On connait le mot d’Arturo Toscanini qui déclarait que pour monter Le Trouvère, il suffisait de réunir les quatre meilleurs chanteurs du monde. On sait bien que le chant verdien n’est plus aujourd’hui à son apogée : dès lors on appréciera que la Scala ait réuni quatre des meilleurs chanteurs … du moment ! En Manrico, Marcelo Alvarez, qui fête ses 52 ans en février, étonne par son timbre riche, jeune, toujours séducteur, son magnifique legato et un chant stylé et raffiné. Seul l’aigu laisse entrevoir les effets des ans : ainsi, pour « Ah, si ben mio », le haut de la tessiture est un peu haché ; quant à la cabalette qui suit (réduite à un seul couplet), elle est, classiquement, transposée d’un demi ton. Alors que l’ensemble de la prestation est absolument remarquable, le « Di quella pira » reste au final le point faible, la voix manquant de projection, l’interprétation manquant d’urgence pour ce passage particulièrement « électrique ». Réserves mineures au regard de la qualité globale de la prestation, d’une grande intégrité, et qui rend pleinement justice à la dimension belcantiste de l’ouvrage. Maria Agresta en Leonora est ici beaucoup plus à l’aise que dans ses contestables Puritani à Paris, se jouant avec aisance des difficultés de la partition (notamment les cadences aiguës de son air d’entrée). D’une puissance moyenne, la voix est bien projetée et homogène sur l’ensemble de la tessiture mais manque un peu de variété dans les couleurs, alors que les dynamiques alternent intelligemment forte et piani. Seul vrai regret, la coupure de la reprise du « Tu vedrai » que le soprano aurait sans doute pu facilement orner avec élégance. Remplaçant Leo Nucci qui a malheureusement décidé de renoncer définitivement au rôle, Franco Vassallo témoigne de progrès techniques remarquables et campe un Conte di Luna de belle allure, encore un peu fruste, mais à l’aigu généreux, à la voix puissante et moins engorgée que par le passé. L’Azucena d’Ekaterina Semenchuk se caractérise surtout par l’homogénéité de sa prestation : les notes les plus traîtresses de la partition sont parfaitement maîtrisées, mais le chant est assez plat et le personnage quasi inexistant. Style impeccable, bonne projection, Kwangchul Youn reste toujours une valeur aussi sure, qu’il chante Wagner, Verdi … ou Meyerbeer ! Parmi les comprimari, tous d’un bon niveau, on ne citera que l’excellent Massimiliano Chiarolla déjà apprécié la veille dans Lucia di Lammermoor.

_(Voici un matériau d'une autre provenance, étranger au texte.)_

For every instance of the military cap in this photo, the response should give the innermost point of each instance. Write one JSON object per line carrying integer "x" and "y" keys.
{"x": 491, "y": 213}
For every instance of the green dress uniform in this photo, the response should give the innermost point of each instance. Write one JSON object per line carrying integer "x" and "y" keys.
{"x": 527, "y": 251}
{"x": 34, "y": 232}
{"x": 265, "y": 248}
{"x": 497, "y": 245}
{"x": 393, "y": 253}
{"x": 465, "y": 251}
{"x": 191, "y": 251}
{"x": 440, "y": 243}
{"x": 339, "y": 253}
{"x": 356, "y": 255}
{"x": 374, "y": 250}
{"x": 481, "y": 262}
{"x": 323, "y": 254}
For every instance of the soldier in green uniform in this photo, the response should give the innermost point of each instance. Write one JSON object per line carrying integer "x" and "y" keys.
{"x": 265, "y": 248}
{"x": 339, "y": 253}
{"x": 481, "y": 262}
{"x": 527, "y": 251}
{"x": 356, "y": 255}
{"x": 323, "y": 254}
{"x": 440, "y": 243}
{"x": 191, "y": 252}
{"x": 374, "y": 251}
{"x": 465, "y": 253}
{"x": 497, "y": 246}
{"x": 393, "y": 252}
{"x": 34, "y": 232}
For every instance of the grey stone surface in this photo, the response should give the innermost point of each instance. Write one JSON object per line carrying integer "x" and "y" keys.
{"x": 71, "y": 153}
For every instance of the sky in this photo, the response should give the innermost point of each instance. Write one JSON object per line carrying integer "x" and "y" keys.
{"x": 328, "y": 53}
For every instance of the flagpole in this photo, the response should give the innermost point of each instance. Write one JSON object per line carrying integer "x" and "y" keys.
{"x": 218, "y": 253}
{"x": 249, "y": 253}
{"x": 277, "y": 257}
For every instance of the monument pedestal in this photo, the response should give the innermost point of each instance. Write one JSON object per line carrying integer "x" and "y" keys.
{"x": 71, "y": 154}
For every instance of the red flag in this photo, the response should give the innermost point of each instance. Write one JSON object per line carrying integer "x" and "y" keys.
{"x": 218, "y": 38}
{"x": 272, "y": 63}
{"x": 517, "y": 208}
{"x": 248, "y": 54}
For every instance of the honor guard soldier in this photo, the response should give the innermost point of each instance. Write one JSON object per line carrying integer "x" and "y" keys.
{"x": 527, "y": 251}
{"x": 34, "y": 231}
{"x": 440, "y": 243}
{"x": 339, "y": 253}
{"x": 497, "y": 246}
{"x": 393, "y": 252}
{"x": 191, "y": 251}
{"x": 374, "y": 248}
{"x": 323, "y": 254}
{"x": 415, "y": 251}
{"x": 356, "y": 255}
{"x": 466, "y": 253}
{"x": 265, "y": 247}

A la tête d’un orchestre pourtant en belle forme, Daniele Rustioni fait malheureusement mentir Toscanini. Certes on apprécie que le jeune chef fasse ressortir certains détails de la partition, mais cette attention au détail ne comble pas une absence globale de tension : or, Le Trouvère a besoin d’une baguette ferme et énergique pour ne pas être réduit à une suite de numéros vocaux.
Il faut dire que la production d’Hugo de Ana n’arrange pas les choses. A la décharge du metteur en scène, l’ouvrage est particulièrement difficile à faire vivre scéniquement ; à titre personnel, j’ai toujours été surpris par le décalage que l’on peut ressentir entre l’écoute d’un enregistrement du Trovatore et sa concrétisation scénique : on a l’impression que la musique avance plus vite que l’action, en particulier quand les personnages restent figés dans des poses conventionnelles. Sans doute conscient de cet écueil, de Ana a tenté de le détourner par un renforcement du statisme : duels et batailles au ralenti, lente gestuelle des chanteurs (parfois à la limite du risible lorsqu’il s’agit d’Agresta et de ses suivantes)… Mais au bout d’un moment, la musique se venge et le parti dramaturgique se révèle inadapté. On appréciera toutefois des décors monumentaux et des costumes somptueux, ce parti-pris spectaculaire parfaitement assumé reste un régal pour l’œil. Enfin, n’oublions pas le Chœur de la Scala, absolument magnifique, qui contribue à la richesse de cette soirée.